Coal Tattoo

The Gazette’s Dr. Paul Nyden did a piece the other day about a hearing that was being held by the Senate Committee on Commerce, Science and Transportation about growing concerns regarding concussions being suffered by young athletes, and about the safety of the equipment those kids use. Paul explained:

Sen. Jay Rockefeller, W.Va., held a hearing Wednesday about the growing number of brain concussions suffered by athletes, particularly in high school, and the questionable marketing of “anti-concussion” or “concussion-reducing” sports equipment.

Rockefeller, chairman of the Senate Committee on Commerce, Science and Transportation, said, “Every afternoon at the end of the school day, millions of our children head to playing fields, gymnasiums or hockey rinks to participate in team sports.

Now, this is clearly and important issue, and West Virginians can be proud that our now-senior senator is taking a role in trying to dig into and deal with the issue.  But frankly, it reminded me of the fact that my good friend Sen. Rockefeller doesn’t want to talk about the growing body of peer-reviewed studies about a potential link between mountaintop removal and increased rates of cancer, birth defects and other illnesses among his constituents who live near these giant mining operations. You remember the studies, like the one that found:

The odds for reporting cancer were twice as high in the mountaintop mining environment compared to the non-mining environment in ways not explained by age, sex, smoking, occupational exposure, or family cancer history.

There are 1.2 million people who live in mountaintop coal mining counties in central Appalachia based on 2010 US Census data. If the rates found in this study represent the region, a 5% higher cancer rate (14.4% vs. 9.4%) translates to an additional 60,000 people with cancer in central Appalachian mountaintop mining counties.

Remember that not so long ago I asked to interview Sen. Rockefeller about the West Virginia University studies on this issue, and was told by his staff:

I doubt we can make it happen, Ken. Another time.

Well, how about another time?

You see, the committee that Sen. Rockefeller chairs, while perhaps not having direct oversight over EPA or OSMRE or other mining regulatory agencies, does indeed have broad jurisdiction over “science, engineering, and technology research and development and policy.”

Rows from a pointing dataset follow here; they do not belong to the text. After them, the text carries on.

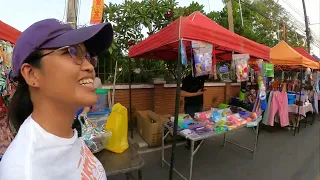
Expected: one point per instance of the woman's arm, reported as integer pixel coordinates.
(86, 110)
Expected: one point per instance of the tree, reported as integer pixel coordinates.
(134, 20)
(263, 20)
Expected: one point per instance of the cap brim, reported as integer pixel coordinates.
(96, 38)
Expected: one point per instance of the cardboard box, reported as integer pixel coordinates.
(150, 127)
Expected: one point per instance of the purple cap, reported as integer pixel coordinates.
(52, 33)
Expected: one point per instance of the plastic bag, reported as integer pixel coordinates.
(202, 57)
(96, 138)
(241, 65)
(117, 124)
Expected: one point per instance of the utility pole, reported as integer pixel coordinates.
(72, 13)
(307, 25)
(230, 15)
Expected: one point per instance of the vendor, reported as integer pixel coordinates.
(192, 90)
(54, 66)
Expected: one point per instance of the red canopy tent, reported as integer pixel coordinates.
(164, 44)
(8, 33)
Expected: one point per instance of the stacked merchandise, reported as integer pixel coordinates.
(216, 120)
(6, 91)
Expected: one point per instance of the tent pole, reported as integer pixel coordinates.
(177, 109)
(298, 123)
(130, 111)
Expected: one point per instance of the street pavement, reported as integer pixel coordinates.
(280, 156)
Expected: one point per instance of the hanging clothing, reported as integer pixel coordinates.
(279, 104)
(265, 119)
(315, 102)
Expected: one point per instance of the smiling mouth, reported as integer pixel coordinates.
(84, 82)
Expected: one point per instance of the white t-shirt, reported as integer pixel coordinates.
(36, 154)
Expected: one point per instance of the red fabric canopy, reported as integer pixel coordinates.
(305, 53)
(8, 33)
(164, 44)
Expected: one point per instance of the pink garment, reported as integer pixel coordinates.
(279, 104)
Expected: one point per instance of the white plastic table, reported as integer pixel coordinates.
(201, 138)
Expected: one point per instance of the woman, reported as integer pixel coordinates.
(53, 66)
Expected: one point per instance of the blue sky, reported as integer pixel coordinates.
(23, 13)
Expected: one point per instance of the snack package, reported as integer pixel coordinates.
(241, 65)
(184, 58)
(202, 57)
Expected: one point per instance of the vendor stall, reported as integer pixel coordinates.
(285, 57)
(210, 124)
(167, 44)
(8, 37)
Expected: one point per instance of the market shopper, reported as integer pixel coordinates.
(52, 63)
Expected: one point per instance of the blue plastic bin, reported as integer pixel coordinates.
(291, 98)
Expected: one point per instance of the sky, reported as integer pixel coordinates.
(22, 13)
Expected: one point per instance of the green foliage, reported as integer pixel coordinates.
(132, 19)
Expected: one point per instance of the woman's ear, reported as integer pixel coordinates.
(30, 74)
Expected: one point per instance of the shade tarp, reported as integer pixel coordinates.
(284, 55)
(8, 33)
(163, 45)
(305, 53)
(316, 57)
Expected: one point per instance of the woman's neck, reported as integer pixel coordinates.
(54, 118)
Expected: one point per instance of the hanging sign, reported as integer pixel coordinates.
(97, 11)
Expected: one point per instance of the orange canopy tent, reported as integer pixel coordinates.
(284, 55)
(8, 33)
(164, 44)
(305, 53)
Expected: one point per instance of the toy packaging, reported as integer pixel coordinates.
(202, 57)
(184, 58)
(241, 65)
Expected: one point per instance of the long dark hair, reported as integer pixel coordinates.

Wouldn’t it be a public service for Sen. Rockefeller to have WVU’s Dr. Michael Hendryx and other experts — perhaps including the University of Maryland’s Dr. Margaret Palmer — come and testify about their work looking into the science of mountaintop removal impacts? Officials from EPA and OSMRE could come, too. And folks from the coal-mining industry could provide a witness who could explain exactly what the industry thinks is wrong with the data or methodology of these studies.